Explanation of the Code

  • The TextFragmentAbsorber is initialized with the text you want to search for.
  • The Accept method is called on the Pages collection to search through all pages.
  • The TextFragments property provides access to the matching text fragments.
  • For each fragment, you can retrieve the page number and the Y position, which can help you determine the line number based on your layout.

This approach allows you to effectively search for text in a PDF and obtain relevant information about its location.

Additional Resources

For more detailed information, you can refer to the following documentation:

Feel free to ask if you have any further questions!

please share any pdf file where this code is working

I have file with extension .pdf but its showing chrome icon in front what that file work ?

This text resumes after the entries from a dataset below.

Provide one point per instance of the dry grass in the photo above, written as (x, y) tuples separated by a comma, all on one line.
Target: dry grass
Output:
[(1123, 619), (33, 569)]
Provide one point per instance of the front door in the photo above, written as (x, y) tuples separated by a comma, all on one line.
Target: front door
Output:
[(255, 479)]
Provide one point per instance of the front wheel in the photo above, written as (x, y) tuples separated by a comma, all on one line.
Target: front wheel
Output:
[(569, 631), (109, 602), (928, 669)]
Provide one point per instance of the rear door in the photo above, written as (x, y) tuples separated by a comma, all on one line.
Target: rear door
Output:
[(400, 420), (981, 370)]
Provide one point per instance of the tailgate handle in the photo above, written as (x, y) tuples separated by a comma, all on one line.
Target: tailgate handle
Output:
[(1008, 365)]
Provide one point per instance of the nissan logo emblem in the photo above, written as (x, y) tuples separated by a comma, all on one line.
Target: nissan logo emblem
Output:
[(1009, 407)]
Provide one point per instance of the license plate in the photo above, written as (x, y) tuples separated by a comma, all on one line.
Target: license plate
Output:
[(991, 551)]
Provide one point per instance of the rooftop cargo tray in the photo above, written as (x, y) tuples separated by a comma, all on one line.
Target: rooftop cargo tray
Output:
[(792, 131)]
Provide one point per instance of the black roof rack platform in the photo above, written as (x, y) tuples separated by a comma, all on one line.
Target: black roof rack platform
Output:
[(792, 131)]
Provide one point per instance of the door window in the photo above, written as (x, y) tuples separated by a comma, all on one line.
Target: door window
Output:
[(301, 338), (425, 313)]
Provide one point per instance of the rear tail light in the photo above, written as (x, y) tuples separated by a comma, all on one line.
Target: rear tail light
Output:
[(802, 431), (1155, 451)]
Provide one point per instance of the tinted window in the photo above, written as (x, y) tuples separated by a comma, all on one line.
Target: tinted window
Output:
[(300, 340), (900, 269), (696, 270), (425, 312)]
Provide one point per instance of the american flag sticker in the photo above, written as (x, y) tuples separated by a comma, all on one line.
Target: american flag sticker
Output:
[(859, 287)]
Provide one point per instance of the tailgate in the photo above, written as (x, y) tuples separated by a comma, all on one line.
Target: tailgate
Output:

textFragmentAbsorber.TextFragments is coming empty

i am able to do ny sending regex . but its bringing first match only

@Amisha43
Please share code and document from which you’re trying to extract text fragments

same as u shared

@Amisha43
absorber_test.pdf (35.4 KB)

Note that if you are using non-licensed product , TextFragmentAbsorber will process only first 4 pages
therefore in attached PDf you will get only two Fragments in non licensed scenario
The keyword I tested was “veli@dynamosoftware.com”

Line number is not coming right

Please help me in getting right line number

@Amisha43
Could you describe for what purposes do you require line number?